Fault Diagnosis Method for Marine Electric Propulsion Systems Based on Zero-Crossing Tacholess Order Tracking

In marine electric propulsion systems (MEPS) driven by variable-frequency drives, motor current signals often exhibit complex modulation components, ambiguous spectra, and severe noise interference, rendering it challenging to extract fault-related modulation components. To address this issue, we propose a zero-crossing tacholess order tracking method based on motor current signals.
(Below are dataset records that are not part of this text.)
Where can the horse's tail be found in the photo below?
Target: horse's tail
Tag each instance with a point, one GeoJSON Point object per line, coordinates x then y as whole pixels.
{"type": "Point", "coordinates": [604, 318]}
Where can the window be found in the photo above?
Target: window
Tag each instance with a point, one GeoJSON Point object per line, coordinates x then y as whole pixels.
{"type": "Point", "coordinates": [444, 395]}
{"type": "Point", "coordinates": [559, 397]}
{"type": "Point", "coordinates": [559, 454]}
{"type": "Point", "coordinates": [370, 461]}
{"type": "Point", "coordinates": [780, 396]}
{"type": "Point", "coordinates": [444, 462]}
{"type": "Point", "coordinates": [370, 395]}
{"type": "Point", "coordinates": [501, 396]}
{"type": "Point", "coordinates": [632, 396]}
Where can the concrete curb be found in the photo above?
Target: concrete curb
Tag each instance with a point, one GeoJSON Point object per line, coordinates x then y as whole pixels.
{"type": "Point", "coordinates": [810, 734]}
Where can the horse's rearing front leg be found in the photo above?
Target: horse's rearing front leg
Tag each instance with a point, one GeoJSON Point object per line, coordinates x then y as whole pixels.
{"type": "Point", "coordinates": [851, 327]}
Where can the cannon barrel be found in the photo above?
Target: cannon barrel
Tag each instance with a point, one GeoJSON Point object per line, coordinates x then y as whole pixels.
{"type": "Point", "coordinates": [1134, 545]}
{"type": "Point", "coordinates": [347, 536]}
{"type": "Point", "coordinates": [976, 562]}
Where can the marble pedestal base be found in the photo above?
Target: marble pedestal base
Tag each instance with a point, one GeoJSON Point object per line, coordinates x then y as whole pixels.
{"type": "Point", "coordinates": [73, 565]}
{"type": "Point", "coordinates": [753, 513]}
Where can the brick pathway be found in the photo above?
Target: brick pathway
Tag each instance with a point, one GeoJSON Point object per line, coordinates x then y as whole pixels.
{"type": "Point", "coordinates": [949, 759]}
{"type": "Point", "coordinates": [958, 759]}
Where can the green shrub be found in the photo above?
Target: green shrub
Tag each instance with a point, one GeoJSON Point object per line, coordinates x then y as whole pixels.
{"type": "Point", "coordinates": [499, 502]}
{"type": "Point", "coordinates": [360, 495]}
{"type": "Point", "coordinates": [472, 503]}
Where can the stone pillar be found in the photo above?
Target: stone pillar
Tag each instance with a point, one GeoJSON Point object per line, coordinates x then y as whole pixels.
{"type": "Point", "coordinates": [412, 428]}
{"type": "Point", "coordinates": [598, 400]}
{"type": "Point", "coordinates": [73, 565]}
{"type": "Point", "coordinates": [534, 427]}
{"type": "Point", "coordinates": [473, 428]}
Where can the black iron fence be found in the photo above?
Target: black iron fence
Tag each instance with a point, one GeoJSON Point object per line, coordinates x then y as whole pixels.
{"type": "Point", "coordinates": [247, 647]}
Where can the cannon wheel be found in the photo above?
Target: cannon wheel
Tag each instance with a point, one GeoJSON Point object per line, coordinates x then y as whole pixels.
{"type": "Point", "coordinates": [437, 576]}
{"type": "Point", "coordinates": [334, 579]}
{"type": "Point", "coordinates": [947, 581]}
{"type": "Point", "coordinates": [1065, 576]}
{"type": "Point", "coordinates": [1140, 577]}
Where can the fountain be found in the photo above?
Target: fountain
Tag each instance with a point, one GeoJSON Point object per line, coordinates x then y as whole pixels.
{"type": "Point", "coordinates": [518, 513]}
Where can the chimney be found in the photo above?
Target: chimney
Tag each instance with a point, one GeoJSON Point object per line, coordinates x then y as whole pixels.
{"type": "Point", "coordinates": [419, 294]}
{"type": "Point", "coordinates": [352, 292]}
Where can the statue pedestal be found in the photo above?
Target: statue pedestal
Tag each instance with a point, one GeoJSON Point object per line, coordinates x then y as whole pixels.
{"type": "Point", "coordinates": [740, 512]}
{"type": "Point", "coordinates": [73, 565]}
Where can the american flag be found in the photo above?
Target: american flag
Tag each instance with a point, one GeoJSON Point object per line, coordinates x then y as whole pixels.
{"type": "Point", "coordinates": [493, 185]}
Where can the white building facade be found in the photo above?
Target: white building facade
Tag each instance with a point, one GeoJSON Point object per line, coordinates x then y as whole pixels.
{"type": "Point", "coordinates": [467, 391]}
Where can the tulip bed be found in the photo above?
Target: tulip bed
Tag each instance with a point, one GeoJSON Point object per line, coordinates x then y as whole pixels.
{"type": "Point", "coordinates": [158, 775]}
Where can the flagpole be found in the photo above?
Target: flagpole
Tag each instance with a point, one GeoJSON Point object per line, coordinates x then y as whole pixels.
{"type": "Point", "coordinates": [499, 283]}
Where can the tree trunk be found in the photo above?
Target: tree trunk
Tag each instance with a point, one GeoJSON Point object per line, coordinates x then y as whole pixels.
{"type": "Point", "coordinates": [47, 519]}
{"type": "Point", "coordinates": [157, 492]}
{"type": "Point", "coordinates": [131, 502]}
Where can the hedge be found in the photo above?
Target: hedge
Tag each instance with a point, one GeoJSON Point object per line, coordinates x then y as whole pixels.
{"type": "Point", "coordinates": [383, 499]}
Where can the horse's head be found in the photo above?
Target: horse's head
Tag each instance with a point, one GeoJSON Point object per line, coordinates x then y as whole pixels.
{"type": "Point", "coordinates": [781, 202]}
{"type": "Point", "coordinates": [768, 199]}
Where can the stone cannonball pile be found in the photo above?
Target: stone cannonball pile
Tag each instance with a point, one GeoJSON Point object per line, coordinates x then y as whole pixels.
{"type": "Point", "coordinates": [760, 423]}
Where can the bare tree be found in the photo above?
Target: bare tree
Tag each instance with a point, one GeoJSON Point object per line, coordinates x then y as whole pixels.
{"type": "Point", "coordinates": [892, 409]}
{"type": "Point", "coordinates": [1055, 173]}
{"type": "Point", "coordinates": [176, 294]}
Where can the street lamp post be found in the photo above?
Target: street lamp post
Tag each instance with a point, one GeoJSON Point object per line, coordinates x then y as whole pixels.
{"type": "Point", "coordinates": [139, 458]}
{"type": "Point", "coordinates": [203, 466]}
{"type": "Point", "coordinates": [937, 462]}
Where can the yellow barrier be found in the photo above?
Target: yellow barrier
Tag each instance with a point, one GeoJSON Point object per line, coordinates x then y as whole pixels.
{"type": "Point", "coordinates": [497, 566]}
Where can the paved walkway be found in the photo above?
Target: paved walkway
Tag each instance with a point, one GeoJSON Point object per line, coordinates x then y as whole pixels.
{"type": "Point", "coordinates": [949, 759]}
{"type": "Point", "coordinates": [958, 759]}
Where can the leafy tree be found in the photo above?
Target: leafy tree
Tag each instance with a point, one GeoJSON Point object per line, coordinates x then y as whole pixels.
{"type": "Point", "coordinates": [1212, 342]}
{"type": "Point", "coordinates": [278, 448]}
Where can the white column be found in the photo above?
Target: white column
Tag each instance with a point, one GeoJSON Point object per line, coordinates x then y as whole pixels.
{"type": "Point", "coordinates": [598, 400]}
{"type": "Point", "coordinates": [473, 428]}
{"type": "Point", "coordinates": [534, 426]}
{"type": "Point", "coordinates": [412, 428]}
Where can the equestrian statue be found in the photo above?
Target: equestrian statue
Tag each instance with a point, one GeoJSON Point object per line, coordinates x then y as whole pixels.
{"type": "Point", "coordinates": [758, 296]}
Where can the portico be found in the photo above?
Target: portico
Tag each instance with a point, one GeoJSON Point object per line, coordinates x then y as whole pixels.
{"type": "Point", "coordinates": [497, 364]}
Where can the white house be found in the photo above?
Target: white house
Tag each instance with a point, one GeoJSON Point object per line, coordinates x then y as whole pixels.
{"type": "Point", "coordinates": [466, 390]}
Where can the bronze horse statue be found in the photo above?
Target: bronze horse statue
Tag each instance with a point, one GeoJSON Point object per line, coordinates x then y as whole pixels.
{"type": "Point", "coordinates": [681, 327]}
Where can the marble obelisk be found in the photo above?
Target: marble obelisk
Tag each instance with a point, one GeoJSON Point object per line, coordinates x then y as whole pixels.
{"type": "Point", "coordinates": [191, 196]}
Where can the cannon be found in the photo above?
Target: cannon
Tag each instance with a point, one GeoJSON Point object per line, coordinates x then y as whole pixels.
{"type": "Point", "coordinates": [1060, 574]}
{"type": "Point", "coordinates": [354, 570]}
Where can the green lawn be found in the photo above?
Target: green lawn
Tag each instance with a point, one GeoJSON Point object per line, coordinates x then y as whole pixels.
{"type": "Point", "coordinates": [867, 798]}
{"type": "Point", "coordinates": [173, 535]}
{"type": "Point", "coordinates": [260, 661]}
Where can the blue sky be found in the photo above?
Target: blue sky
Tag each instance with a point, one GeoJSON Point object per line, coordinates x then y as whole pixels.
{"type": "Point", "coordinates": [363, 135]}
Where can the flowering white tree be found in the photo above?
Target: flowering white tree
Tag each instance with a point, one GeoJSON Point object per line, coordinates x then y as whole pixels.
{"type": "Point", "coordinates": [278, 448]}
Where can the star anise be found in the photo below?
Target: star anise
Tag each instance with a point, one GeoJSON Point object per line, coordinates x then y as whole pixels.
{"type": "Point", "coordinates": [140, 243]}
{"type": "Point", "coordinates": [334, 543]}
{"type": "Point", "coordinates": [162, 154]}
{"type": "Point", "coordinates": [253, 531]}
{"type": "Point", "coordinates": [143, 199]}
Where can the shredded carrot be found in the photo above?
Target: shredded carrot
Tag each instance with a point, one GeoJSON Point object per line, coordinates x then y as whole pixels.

This method utilizes zero-crossing estimation of the instantaneous frequency to perform angular resampling of stator current signals and demodulates the envelope spectrum to extract fault characteristic spectra, enabling the diagnosis of mechanical faults in MEPS. Given the synchronization of the synchronous motor speed with the inverter fundamental frequency, this method estimates instantaneous frequencies in the time domain without requiring integration or time–frequency representation, which is simple and computationally efficient. Data validation on a small-scale marine electric propulsion test platform demonstrates that the proposed method exhibits good robustness under variable-speed conditions and effectively detects imbalance faults caused by propeller breakages and gear faults resulting from bevel gear tooth defects. Therefore, the proposed method can be applied to diagnose faults in downstream mechanical equipment driven by motors.